Nous avons récemment conclu la retraite d’apprentissage Daara pour la deuxième année du programme, à Saly, au Sénégal, réunissant 33 partenaires issus de 16 organisations œuvrant au renforcement des compétences fondamentales en lecture, écriture et calcul en Afrique subsaharienne. Ce séminaire était axé sur une priorité commune : comment soutenir les réformes éducatives menées par les gouvernements grâce à des innovations rentables et adaptables à grande échelle.
Lors d’un panel où nous avons l’honneur d’avoir un représentant du ministère sénégalais de l'Éducation nationale, M. Samba Gaye, d'ateliers de travail en groupe et d'observations en classe dans des écoles de Fatick et de Bambey, les partenaires ont pu examiner les conditions nécessaires à une collaboration efficace avec les gouvernements pour la mise en œuvre de l'innovation à l'échelle nationale. Les discussions ont souligné l'importance de s'aligner sur les réformes menées par le gouvernement et de co-concevoir des solutions pouvant être approuvées, appropriées et pérennisées par les institutions publiques, tout en restant réalistes en termes de coûts, de capacités et de mise en œuvre à long terme. Les participants ont partagé leurs réflexions sur les réussites et les difficultés rencontrées dans la collaboration entre les ONG et les gouvernements. Des facteurs clés de succès sont ressortis de manière récurrente : des structures de gouvernance claires, des rôles bien définis, des points d'entrée stratégiques, des relations de confiance, la redevabilité et un leadership fort.

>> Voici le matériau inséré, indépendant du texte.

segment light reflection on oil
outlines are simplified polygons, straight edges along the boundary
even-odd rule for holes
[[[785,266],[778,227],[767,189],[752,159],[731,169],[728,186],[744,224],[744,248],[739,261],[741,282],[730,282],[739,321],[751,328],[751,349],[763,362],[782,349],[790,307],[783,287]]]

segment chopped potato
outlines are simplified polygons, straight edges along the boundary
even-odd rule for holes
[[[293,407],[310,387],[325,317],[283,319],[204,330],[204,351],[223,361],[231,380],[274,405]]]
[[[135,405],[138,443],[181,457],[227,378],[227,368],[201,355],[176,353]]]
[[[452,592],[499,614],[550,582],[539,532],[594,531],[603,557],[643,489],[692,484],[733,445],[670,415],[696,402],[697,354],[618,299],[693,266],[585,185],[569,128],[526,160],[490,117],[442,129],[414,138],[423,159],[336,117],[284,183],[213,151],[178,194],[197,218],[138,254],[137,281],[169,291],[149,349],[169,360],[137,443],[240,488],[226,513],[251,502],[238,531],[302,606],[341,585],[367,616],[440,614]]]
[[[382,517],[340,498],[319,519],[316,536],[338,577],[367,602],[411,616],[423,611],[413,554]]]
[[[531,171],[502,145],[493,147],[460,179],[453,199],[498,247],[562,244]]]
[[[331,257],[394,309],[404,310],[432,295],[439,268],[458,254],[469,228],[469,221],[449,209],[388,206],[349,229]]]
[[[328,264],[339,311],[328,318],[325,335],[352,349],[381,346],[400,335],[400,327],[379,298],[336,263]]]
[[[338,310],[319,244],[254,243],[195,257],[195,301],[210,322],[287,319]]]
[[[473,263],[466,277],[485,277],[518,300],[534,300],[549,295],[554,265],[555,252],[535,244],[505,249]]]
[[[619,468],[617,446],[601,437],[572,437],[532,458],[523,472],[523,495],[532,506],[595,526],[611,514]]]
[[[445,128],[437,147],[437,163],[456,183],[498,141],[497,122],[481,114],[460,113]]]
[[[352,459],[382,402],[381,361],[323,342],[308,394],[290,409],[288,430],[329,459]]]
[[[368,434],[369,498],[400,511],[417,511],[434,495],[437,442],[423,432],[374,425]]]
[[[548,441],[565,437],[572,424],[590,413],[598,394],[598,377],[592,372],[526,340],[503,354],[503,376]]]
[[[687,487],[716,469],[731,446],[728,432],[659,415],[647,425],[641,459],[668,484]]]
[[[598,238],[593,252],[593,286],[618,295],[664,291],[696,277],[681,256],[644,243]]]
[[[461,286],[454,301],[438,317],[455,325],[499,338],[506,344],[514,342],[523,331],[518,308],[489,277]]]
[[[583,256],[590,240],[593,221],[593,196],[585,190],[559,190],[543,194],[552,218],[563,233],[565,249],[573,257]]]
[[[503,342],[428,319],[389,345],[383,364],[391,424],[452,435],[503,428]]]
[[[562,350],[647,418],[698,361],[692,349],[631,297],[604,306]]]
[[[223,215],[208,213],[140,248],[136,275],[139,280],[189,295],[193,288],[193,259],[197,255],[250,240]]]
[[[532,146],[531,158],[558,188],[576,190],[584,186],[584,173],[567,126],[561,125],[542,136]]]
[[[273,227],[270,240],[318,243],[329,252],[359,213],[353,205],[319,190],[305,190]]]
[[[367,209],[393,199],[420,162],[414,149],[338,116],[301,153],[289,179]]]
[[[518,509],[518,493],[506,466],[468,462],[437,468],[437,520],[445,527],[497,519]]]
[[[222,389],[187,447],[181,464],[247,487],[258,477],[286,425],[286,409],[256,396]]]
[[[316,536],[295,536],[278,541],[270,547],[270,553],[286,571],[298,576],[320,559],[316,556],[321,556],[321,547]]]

Un message s'est clairement dégagé : le déploiement à grande échelle de programmes novateurs en faveur des apprentissage fondamentaux exige une collaboration intentionnelle, inclusive et ancrée dans les réalités des systèmes d'éducation publique. Aucun acteur ne peut y parvenir seul.
Les partenaires ont également puisé leur inspiration dans le parcours organisationnel d'ARED et de LARTES, co-organisateurs de notre retraite. Lors d'échanges enrichissants avec Mamadou Ly, Awa Ka Dia et Abdou Sarr, les participants ont réfléchi à l'évolution du leadership et des approches programmatiques d'ARED au fil du temps, face à la complexité, à la gestion du changement et au développement des compétences nécessaires à un impact durable. Les sessions ont également examiné comment ARED et LARTES (représenté par la Professeure Rokhaya Cisse et Binta Rassouloula Aw) utilisent les données probantes pour éclairer les politiques et les pratiques, en étroite collaboration avec les pouvoirs publics. Leurs expériences ont mis en lumière les fondements organisationnels et programmatiques qui sous-tendent une collaboration pérenne avec les autorités locales et nationales.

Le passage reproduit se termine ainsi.